Nevertheless, a tiny remnant of the wild, naked man remains. Ever since I saw that movie Never Cry Wolf, I still make a point of peeing outside whenever it’s convenient; it’s good nitrogen for the depleted Oklahoma soil, conserves flushing, and my dogs think I’m the only human they’ve ever known who “gets it.” And they will, like clockwork, line up and mark their territory just to the other side of where I’ve marked mine. I don’t know exactly what we’re all saying in dog-speak, but it seems grave and serious and like initiatory process to them, so they condescend and I play along.
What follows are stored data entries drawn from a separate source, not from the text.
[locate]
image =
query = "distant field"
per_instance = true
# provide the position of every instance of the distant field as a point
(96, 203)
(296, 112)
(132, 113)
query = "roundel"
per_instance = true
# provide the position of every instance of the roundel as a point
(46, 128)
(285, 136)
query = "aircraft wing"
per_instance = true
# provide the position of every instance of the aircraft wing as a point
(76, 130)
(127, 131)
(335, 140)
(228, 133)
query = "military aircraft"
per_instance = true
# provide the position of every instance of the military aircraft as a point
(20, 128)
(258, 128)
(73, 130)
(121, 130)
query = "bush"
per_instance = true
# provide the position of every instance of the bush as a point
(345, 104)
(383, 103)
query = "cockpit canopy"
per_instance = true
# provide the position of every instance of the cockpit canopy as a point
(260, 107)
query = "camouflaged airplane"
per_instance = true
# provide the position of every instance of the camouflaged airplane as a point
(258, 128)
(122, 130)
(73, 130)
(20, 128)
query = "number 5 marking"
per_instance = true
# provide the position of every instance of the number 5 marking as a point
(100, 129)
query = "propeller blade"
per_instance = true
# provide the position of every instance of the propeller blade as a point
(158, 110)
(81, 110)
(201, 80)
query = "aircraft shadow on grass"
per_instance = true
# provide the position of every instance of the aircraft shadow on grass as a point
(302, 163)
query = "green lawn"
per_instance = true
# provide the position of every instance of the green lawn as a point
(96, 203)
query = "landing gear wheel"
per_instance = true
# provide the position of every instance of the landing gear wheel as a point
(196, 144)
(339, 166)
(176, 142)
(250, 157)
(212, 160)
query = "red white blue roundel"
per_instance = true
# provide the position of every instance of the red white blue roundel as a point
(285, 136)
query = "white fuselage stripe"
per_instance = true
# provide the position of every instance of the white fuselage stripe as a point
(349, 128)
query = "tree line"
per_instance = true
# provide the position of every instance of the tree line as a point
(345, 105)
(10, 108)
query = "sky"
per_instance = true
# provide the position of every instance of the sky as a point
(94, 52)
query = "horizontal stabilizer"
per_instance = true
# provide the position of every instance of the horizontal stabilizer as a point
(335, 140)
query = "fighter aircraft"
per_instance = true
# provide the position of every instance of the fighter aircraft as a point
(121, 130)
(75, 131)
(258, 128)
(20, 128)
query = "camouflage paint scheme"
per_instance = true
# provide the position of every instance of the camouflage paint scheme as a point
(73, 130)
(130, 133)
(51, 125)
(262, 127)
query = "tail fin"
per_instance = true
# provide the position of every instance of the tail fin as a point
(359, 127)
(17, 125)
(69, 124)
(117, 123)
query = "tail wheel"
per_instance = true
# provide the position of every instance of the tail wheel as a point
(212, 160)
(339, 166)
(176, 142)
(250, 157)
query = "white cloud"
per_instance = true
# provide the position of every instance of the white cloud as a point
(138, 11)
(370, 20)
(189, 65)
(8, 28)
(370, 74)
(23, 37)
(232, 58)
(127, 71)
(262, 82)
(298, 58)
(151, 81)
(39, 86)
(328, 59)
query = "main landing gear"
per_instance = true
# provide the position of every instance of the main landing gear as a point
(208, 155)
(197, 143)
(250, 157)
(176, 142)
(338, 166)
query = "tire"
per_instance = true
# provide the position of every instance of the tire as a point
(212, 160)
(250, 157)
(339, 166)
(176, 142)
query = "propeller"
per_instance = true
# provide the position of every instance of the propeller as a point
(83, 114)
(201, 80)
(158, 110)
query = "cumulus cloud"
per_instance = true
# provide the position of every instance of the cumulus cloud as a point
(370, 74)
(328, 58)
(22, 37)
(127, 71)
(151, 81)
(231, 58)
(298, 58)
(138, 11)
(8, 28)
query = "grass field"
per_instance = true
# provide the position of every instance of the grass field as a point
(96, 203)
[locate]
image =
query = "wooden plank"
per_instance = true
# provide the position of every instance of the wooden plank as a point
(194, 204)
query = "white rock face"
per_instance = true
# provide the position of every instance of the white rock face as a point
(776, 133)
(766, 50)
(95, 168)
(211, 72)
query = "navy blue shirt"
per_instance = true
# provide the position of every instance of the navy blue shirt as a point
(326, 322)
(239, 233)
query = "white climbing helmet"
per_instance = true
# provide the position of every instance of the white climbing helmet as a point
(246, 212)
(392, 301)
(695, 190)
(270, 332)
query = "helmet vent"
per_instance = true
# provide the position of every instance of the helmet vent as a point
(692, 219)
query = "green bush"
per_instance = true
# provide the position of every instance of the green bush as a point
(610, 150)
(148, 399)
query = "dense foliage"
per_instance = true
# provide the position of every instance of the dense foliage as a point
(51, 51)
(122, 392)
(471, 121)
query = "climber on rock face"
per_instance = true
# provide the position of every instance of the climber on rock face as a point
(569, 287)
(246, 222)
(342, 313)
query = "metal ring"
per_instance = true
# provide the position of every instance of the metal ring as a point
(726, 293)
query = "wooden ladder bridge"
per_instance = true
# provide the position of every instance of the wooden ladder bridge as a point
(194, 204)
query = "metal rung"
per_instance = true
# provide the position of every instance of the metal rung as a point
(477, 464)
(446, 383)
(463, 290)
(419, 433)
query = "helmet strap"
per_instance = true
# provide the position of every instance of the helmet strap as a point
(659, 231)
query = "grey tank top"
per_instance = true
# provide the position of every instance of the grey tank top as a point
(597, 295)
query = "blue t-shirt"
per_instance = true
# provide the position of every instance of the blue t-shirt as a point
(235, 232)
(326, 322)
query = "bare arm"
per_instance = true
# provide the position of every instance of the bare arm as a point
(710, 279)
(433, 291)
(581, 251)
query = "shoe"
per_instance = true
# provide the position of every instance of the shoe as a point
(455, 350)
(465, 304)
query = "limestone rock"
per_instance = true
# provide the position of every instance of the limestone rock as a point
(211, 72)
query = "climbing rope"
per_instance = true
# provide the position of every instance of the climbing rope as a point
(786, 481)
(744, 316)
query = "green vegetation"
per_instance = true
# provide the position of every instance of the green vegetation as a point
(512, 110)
They were here before me, after all, so who am I to think I know more than they do?

Mostly, though, I conform. I step back into the grey haze and go to my job, carrying my hangups and neuroses about in the same unique designer backpack that everyone else bought. But I remember, once, fumbling with the cables, hot-wiring the connection to my soul, and taking it for a ride. And I’d been taught all my life that was like Grand Theft Auto. I did it once, and I hope to get back there or die trying.